Phyll Opoku-Gyimah, Executive Director of Kaleidoscope Trust and Co-Founder and Director of UK Black Pride brought the panel full circle when she said, “I want to remind everyone that intersectionality is not a buzzword nor a synonym for diversity. To put it simply, intersectionality describes the multiple forms of oppression that overlap on already marginalized people and to be more specific, intersectionality has helped explain the experience of black women.” 

She went on to say that discrimination is often rooted in and can be traced back to enslavement, colonization, patriarchy, power, privilege, and white supremacy. “And the work that many of us do is thwarted by those vested interests in the oppression of others."

“And in my opinion, there has been no other group of people in the world who have experienced what has been so consistently violent and marginalized or ignored or cast off as black and indigenous women. And once we meaningfully understand that we can begin to organize effectively for the liberation of all people," Phyll said. 
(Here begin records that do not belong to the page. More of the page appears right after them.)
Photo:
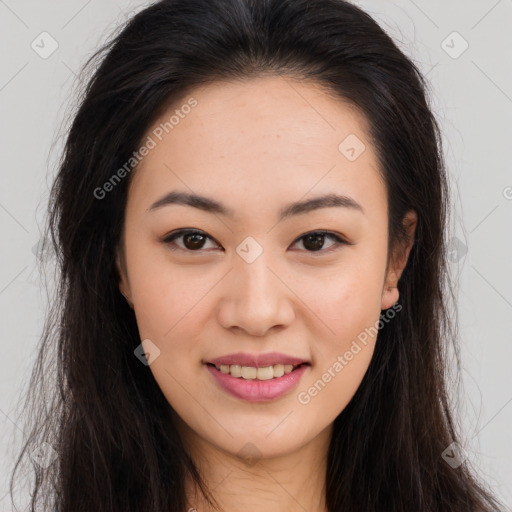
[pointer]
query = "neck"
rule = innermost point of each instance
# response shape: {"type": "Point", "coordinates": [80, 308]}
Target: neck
{"type": "Point", "coordinates": [292, 482]}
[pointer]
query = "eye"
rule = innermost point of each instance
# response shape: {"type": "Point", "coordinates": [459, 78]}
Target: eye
{"type": "Point", "coordinates": [315, 240]}
{"type": "Point", "coordinates": [194, 240]}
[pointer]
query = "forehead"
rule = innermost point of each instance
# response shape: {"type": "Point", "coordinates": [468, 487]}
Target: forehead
{"type": "Point", "coordinates": [268, 137]}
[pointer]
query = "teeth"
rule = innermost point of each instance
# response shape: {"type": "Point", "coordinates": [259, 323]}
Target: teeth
{"type": "Point", "coordinates": [251, 373]}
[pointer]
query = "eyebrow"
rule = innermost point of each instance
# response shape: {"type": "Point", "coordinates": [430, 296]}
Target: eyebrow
{"type": "Point", "coordinates": [298, 208]}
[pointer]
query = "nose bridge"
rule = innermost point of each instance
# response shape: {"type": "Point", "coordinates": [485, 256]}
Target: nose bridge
{"type": "Point", "coordinates": [255, 299]}
{"type": "Point", "coordinates": [254, 282]}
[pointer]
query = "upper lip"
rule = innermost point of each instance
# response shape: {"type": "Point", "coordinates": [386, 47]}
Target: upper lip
{"type": "Point", "coordinates": [257, 360]}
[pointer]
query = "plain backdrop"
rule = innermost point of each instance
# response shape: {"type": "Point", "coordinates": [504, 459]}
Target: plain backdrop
{"type": "Point", "coordinates": [463, 47]}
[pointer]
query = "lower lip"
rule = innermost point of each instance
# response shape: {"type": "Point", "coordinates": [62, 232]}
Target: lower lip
{"type": "Point", "coordinates": [258, 390]}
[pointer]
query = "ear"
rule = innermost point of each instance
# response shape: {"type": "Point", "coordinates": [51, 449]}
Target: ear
{"type": "Point", "coordinates": [124, 285]}
{"type": "Point", "coordinates": [398, 260]}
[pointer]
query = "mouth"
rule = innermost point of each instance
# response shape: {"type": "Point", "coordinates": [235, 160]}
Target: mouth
{"type": "Point", "coordinates": [257, 384]}
{"type": "Point", "coordinates": [257, 373]}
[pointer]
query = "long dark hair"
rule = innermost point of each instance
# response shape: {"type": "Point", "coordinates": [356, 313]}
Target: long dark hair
{"type": "Point", "coordinates": [110, 427]}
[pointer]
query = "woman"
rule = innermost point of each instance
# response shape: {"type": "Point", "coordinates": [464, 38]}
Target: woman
{"type": "Point", "coordinates": [249, 219]}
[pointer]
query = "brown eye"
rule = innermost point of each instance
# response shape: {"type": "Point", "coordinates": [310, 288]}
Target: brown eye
{"type": "Point", "coordinates": [191, 240]}
{"type": "Point", "coordinates": [314, 242]}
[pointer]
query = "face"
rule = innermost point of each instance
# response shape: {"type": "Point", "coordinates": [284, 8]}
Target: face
{"type": "Point", "coordinates": [257, 275]}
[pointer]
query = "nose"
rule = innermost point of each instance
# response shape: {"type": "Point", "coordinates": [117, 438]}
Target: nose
{"type": "Point", "coordinates": [255, 298]}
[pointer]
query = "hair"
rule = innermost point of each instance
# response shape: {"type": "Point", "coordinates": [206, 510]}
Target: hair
{"type": "Point", "coordinates": [115, 439]}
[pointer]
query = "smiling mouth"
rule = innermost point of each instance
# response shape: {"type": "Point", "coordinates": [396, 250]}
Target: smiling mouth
{"type": "Point", "coordinates": [253, 373]}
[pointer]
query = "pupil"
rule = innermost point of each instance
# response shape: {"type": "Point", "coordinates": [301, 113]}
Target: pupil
{"type": "Point", "coordinates": [192, 241]}
{"type": "Point", "coordinates": [317, 241]}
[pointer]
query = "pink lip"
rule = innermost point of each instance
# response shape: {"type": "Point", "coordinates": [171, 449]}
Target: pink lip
{"type": "Point", "coordinates": [258, 390]}
{"type": "Point", "coordinates": [257, 360]}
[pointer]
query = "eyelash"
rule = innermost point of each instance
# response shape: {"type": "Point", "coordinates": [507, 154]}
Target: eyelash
{"type": "Point", "coordinates": [180, 233]}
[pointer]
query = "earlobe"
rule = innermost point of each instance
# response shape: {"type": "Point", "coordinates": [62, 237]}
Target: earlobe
{"type": "Point", "coordinates": [390, 294]}
{"type": "Point", "coordinates": [124, 288]}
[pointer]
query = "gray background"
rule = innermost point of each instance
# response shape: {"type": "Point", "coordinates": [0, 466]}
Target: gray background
{"type": "Point", "coordinates": [471, 95]}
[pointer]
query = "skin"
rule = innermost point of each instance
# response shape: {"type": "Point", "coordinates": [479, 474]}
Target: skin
{"type": "Point", "coordinates": [257, 146]}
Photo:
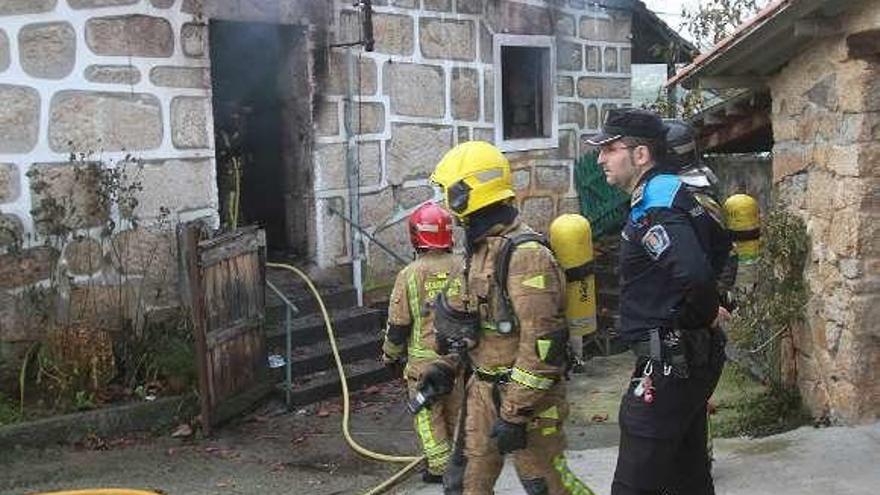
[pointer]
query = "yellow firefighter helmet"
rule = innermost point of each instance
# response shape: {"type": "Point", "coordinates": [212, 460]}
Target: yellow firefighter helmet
{"type": "Point", "coordinates": [473, 175]}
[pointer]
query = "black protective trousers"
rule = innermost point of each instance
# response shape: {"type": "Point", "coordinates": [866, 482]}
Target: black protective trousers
{"type": "Point", "coordinates": [663, 444]}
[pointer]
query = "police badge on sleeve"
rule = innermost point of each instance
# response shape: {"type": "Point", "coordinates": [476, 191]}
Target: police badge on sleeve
{"type": "Point", "coordinates": [656, 241]}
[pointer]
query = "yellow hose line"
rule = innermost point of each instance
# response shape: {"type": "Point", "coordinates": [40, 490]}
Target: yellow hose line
{"type": "Point", "coordinates": [413, 460]}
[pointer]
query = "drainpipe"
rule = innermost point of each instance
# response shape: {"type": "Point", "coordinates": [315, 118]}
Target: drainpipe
{"type": "Point", "coordinates": [353, 181]}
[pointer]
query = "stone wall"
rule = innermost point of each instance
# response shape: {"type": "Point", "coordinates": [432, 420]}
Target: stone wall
{"type": "Point", "coordinates": [825, 165]}
{"type": "Point", "coordinates": [84, 83]}
{"type": "Point", "coordinates": [745, 174]}
{"type": "Point", "coordinates": [429, 85]}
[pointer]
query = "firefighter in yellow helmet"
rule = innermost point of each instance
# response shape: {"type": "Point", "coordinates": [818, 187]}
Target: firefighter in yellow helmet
{"type": "Point", "coordinates": [510, 315]}
{"type": "Point", "coordinates": [430, 379]}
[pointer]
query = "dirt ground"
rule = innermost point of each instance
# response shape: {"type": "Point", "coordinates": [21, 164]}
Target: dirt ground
{"type": "Point", "coordinates": [269, 451]}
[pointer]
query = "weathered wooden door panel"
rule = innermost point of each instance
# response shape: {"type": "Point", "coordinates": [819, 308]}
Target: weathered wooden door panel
{"type": "Point", "coordinates": [226, 290]}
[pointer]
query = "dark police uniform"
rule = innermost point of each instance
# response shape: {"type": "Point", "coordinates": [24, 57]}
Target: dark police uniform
{"type": "Point", "coordinates": [670, 256]}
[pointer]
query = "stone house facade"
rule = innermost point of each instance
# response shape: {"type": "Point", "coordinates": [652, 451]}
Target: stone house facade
{"type": "Point", "coordinates": [818, 62]}
{"type": "Point", "coordinates": [112, 106]}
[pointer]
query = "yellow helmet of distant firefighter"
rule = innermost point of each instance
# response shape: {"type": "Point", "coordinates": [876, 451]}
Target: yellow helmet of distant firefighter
{"type": "Point", "coordinates": [473, 175]}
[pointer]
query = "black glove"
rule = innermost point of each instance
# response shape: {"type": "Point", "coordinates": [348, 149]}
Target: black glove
{"type": "Point", "coordinates": [510, 436]}
{"type": "Point", "coordinates": [394, 365]}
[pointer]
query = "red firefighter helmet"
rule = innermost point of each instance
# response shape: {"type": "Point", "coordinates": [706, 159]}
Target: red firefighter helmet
{"type": "Point", "coordinates": [430, 227]}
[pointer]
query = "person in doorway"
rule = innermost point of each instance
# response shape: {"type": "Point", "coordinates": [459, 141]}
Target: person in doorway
{"type": "Point", "coordinates": [510, 316]}
{"type": "Point", "coordinates": [410, 345]}
{"type": "Point", "coordinates": [668, 312]}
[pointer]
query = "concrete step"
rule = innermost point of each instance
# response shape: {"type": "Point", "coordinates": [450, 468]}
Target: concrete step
{"type": "Point", "coordinates": [322, 385]}
{"type": "Point", "coordinates": [310, 329]}
{"type": "Point", "coordinates": [352, 346]}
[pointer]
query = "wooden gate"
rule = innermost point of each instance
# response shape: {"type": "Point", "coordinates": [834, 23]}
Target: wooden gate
{"type": "Point", "coordinates": [226, 291]}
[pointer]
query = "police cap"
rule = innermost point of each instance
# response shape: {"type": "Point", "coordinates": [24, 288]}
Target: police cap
{"type": "Point", "coordinates": [629, 122]}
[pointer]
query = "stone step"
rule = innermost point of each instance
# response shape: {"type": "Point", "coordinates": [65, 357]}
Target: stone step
{"type": "Point", "coordinates": [310, 329]}
{"type": "Point", "coordinates": [323, 385]}
{"type": "Point", "coordinates": [352, 346]}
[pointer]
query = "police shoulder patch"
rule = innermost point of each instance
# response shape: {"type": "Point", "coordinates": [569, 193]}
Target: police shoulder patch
{"type": "Point", "coordinates": [656, 241]}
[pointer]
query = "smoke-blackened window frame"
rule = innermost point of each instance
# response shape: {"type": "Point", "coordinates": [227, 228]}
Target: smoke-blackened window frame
{"type": "Point", "coordinates": [541, 50]}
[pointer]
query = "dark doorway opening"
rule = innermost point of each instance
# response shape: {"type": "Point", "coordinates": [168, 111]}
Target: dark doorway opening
{"type": "Point", "coordinates": [259, 109]}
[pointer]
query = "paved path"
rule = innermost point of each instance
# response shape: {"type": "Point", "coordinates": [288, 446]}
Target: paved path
{"type": "Point", "coordinates": [806, 461]}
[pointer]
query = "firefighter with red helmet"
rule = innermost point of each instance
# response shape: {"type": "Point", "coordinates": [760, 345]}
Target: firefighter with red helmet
{"type": "Point", "coordinates": [409, 336]}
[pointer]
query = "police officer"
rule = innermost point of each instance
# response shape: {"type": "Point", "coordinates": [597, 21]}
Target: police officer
{"type": "Point", "coordinates": [516, 330]}
{"type": "Point", "coordinates": [669, 304]}
{"type": "Point", "coordinates": [410, 338]}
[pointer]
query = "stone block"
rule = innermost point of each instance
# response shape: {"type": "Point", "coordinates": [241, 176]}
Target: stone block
{"type": "Point", "coordinates": [489, 95]}
{"type": "Point", "coordinates": [569, 205]}
{"type": "Point", "coordinates": [4, 51]}
{"type": "Point", "coordinates": [377, 208]}
{"type": "Point", "coordinates": [571, 113]}
{"type": "Point", "coordinates": [332, 242]}
{"type": "Point", "coordinates": [594, 58]}
{"type": "Point", "coordinates": [16, 7]}
{"type": "Point", "coordinates": [19, 118]}
{"type": "Point", "coordinates": [336, 82]}
{"type": "Point", "coordinates": [11, 230]}
{"type": "Point", "coordinates": [465, 93]}
{"type": "Point", "coordinates": [83, 256]}
{"type": "Point", "coordinates": [566, 25]}
{"type": "Point", "coordinates": [181, 77]}
{"type": "Point", "coordinates": [605, 108]}
{"type": "Point", "coordinates": [144, 251]}
{"type": "Point", "coordinates": [626, 60]}
{"type": "Point", "coordinates": [483, 134]}
{"type": "Point", "coordinates": [327, 119]}
{"type": "Point", "coordinates": [438, 5]}
{"type": "Point", "coordinates": [447, 39]}
{"type": "Point", "coordinates": [194, 39]}
{"type": "Point", "coordinates": [393, 33]}
{"type": "Point", "coordinates": [567, 144]}
{"type": "Point", "coordinates": [592, 117]}
{"type": "Point", "coordinates": [85, 120]}
{"type": "Point", "coordinates": [538, 212]}
{"type": "Point", "coordinates": [368, 118]}
{"type": "Point", "coordinates": [522, 179]}
{"type": "Point", "coordinates": [91, 4]}
{"type": "Point", "coordinates": [330, 169]}
{"type": "Point", "coordinates": [26, 267]}
{"type": "Point", "coordinates": [66, 196]}
{"type": "Point", "coordinates": [569, 56]}
{"type": "Point", "coordinates": [136, 35]}
{"type": "Point", "coordinates": [610, 57]}
{"type": "Point", "coordinates": [553, 177]}
{"type": "Point", "coordinates": [517, 18]}
{"type": "Point", "coordinates": [415, 90]}
{"type": "Point", "coordinates": [469, 6]}
{"type": "Point", "coordinates": [604, 87]}
{"type": "Point", "coordinates": [614, 28]}
{"type": "Point", "coordinates": [787, 161]}
{"type": "Point", "coordinates": [9, 182]}
{"type": "Point", "coordinates": [486, 47]}
{"type": "Point", "coordinates": [565, 86]}
{"type": "Point", "coordinates": [382, 266]}
{"type": "Point", "coordinates": [113, 74]}
{"type": "Point", "coordinates": [189, 122]}
{"type": "Point", "coordinates": [193, 187]}
{"type": "Point", "coordinates": [412, 196]}
{"type": "Point", "coordinates": [415, 149]}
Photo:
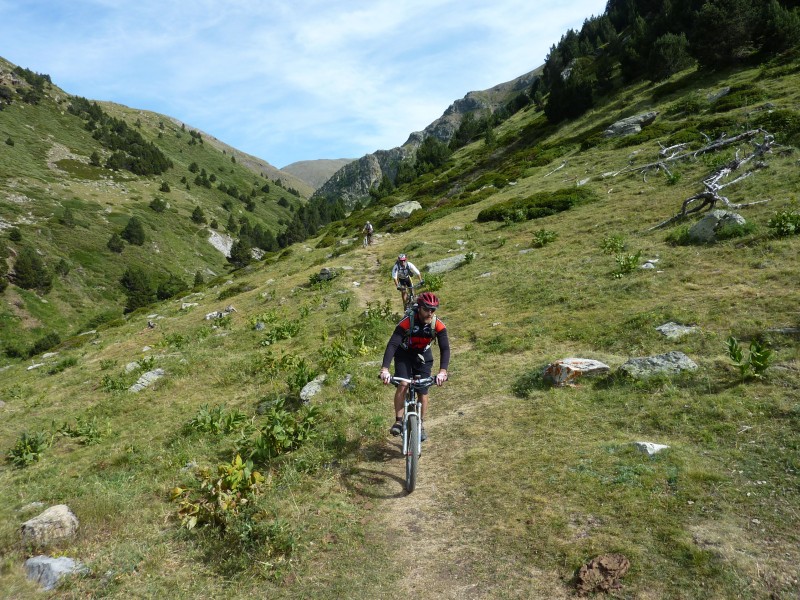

Following the panelists, we heard from several high level representatives from UN Member States and UN entities who reiterated their dedication to LGBTI rights and provided tangible evidence regarding their efforts to combat discrimination and inequality against LGBTI people. Michelle Müntefering, Minister of State at the Federal Foreign Office of Germany said, “Human rights, they are not a footnote in politics. The acknowledgment of human rights is one of the most essential advancements in human history. It is crucial to assert them and it is possible.” 

The verbal and actionable commitment to the human rights of LGBTI people made by member states at the UN LGBTI Core Group event speaks volumes. As Jessica Stern mentioned earlier in the discussion, “Sometimes at the United Nations or sometimes at the level of federal policy, we think it’s enough of a success if we’ve managed to integrate the words LGBTI into a document. But actually, that’s just the start of it. We not only need to understand that we have to have visibility for LGBTI rights but that LGBTI rights has to be mainstreamed across the UN system. That’s how you get intersectionality. So when you’re talking about poverty or you’re talking about access to healthcare, you’re also thinking about it through an intersectional and LGBTI lens.”

Marina Sereni, Deputy Minister for Foreign Affairs of Italy said, “We do not want to come back to normal. We want a new normal after COVID-19.”